Et il descendit de sa pouliche comme la première fois.
—Clotilde Mauduit, es-tu morte? lui dit-il en s'approchant d'elle.
Fut-ce une convulsion suprême, mais elle se tordit sur la poussière comme une branche de bois sec dans le feu. Il semblait que la voix du prêtre galvanisât sa dernière heure.
—Si tu m'entends, dit-il, ô ma fille! pense au Dieu terrible vers lequel tu t'en vas monter. Fais, par la pensée, un acte de contrition, ô pécheresse! et quoique indigne moi-même et pénitent, mais prêtre du Dieu qui lie et qui délie, je vais t'absoudre et te bénir.

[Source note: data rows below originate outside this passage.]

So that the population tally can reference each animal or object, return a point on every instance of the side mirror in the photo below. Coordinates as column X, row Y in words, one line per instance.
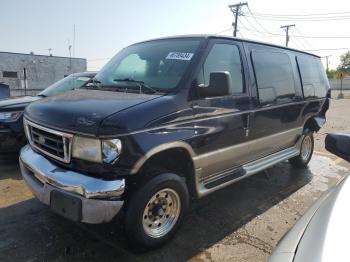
column 339, row 144
column 219, row 85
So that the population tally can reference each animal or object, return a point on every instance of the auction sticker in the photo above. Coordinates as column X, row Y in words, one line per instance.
column 179, row 56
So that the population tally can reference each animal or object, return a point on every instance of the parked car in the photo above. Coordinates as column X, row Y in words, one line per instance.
column 12, row 136
column 321, row 233
column 169, row 120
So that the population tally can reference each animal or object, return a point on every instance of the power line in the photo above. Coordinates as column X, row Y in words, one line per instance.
column 235, row 9
column 223, row 31
column 307, row 43
column 257, row 20
column 286, row 27
column 329, row 49
column 253, row 32
column 303, row 19
column 300, row 35
column 299, row 15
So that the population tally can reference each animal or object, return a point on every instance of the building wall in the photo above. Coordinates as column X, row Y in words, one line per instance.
column 41, row 71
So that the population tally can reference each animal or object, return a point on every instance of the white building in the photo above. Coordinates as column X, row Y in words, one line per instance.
column 29, row 73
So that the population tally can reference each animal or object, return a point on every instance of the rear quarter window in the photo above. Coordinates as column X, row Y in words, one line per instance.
column 313, row 77
column 274, row 76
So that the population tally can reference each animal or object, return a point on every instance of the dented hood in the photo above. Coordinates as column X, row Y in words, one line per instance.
column 82, row 111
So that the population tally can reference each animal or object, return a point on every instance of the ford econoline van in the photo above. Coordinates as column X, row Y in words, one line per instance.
column 169, row 120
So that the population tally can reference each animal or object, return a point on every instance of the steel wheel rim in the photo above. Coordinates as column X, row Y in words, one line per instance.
column 161, row 213
column 306, row 148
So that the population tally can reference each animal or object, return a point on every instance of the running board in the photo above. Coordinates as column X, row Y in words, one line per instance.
column 229, row 177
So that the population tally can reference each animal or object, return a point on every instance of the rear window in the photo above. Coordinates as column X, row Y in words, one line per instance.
column 313, row 77
column 274, row 77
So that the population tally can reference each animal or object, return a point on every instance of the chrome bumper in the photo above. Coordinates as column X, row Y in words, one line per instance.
column 99, row 197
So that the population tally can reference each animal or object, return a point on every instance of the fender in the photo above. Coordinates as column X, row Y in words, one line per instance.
column 316, row 122
column 160, row 148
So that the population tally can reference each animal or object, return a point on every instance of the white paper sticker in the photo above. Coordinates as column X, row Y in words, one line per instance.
column 179, row 56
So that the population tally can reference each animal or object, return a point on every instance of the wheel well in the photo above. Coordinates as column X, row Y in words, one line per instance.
column 177, row 160
column 311, row 125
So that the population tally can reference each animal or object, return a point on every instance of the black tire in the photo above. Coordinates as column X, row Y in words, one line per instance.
column 301, row 161
column 136, row 205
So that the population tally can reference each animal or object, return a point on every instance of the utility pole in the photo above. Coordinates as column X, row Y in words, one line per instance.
column 327, row 63
column 286, row 27
column 235, row 9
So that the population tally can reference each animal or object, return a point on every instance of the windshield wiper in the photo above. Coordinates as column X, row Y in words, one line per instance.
column 139, row 83
column 93, row 83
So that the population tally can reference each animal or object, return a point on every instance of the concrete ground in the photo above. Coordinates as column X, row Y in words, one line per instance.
column 242, row 222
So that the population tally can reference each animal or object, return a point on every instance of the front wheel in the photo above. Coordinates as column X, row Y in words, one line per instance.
column 155, row 210
column 306, row 150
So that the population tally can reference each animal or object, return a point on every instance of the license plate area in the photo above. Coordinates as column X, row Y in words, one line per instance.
column 66, row 205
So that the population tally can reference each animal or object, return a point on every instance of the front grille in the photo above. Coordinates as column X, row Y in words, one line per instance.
column 50, row 142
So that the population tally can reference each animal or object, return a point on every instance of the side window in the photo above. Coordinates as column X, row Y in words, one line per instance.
column 312, row 76
column 274, row 77
column 224, row 57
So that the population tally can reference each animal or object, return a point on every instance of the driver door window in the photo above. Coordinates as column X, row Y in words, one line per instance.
column 224, row 58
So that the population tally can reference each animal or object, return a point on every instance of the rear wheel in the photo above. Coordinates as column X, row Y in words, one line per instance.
column 306, row 150
column 155, row 210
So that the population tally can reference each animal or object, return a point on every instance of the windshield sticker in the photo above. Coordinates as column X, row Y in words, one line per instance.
column 179, row 56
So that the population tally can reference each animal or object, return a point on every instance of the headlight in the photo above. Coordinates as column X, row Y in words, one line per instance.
column 87, row 149
column 94, row 150
column 10, row 116
column 111, row 150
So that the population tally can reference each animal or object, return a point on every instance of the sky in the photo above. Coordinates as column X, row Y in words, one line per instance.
column 103, row 27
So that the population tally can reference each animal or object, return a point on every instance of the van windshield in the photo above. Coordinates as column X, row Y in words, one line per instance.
column 158, row 65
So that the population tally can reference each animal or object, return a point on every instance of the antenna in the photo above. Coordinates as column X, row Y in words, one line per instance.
column 74, row 40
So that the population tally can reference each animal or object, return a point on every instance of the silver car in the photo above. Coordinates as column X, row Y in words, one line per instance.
column 322, row 233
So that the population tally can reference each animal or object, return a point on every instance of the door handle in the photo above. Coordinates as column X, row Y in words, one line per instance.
column 246, row 124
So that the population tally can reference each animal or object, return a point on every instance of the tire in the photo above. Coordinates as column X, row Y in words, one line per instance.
column 155, row 210
column 306, row 150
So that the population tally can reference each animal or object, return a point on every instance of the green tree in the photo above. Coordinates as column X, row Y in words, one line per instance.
column 345, row 62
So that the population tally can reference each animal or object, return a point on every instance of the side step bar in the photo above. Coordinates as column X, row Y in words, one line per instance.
column 231, row 176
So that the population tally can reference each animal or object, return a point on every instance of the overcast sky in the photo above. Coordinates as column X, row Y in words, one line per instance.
column 104, row 27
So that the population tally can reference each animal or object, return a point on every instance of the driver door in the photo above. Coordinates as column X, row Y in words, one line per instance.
column 223, row 121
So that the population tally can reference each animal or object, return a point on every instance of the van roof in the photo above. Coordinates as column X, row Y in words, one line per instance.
column 231, row 38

Et les mains étendues, il prononça lentement les paroles sacramentelles de l'absolution sur ce front offusqué déjà des ombres de la mort. Singulier prêtre, qui rappelait ces évêques de Pologne, lesquels disent la messe, bottés et éperonnés comme des soldats, avec des pistolets sur l'autel. Jamais être plus hautain debout n'avait récité de plus miséricordieuses paroles sur un être plus hautain renversé. Quand ce fut fini: «Elle a passé,» dit-il, et il détacha son manteau et l'étendit sur le cadavre. Puis il prit deux branches cassées dans un ravin et les posa en forme de croix par-dessus le manteau. Le soleil s'était couché dans un banc de brume sombre: «Adieu, Clotilde Mauduit, dit-il, ô complice de ma folle jeunesse, te voilà ensevelie de mes mains! Si un grand cœur sauvait, tu serais sauvée; mais l'orgueil a égaré ta vie comme la mienne. Dors en paix, cette nuit, sous le manteau du moine de Blanchelande. Nous viendrons te chercher demain.» Il remonta à cheval, regarda encore cette forme noire qui jonchait le sol. Son cheval, qui connaissait son genou impérieux, frémissait d'être contenu et voulait s'élancer, mais il le retenait... Sa main baissée sur le pommeau de la selle rencontra par hasard la crosse des pistolets: «Taisez-vous, dit-il, tentations de guerre!» Et conduisant au pas cette pouliche qu'il précipitait d'ordinaire dans des galops qu'on appelait insensés, il s'en alla, récitant à demi-voix, dans les ombres qui tombaient, les prières qu'on dit pour les morts.
XV
Il était nuit noire quand l'abbé de la Croix-Jugan traversa Blanchelande et rentra dans sa maison, sise à l'écart du bourg. Il n'avait rencontré personne. En Normandie, comme ils disent, les paysans se couchent avec les poules, et, d'ailleurs, la scène effrayante du matin avait vidé la rue de Blanchelande, car les hommes se blottissent dans leurs maisons comme les bêtes dans leur tanière, quand ils ont peur. Rappelé par la mort de la Clotte au sentiment de ses devoirs de prêtre, l'abbé de la Croix-Jugan attendit le lendemain, malgré les impatiences naturelles à son caractère, pour s'informer d'un événement dans lequel l'ardeur de sa tête lui avait fait entrevoir la possibilité d'une reprise d'armes. Il sut alors, par la mère Mahé, les détails des horribles catastrophes qui venaient de plonger Blanchelande dans la stupéfaction et l'effroi.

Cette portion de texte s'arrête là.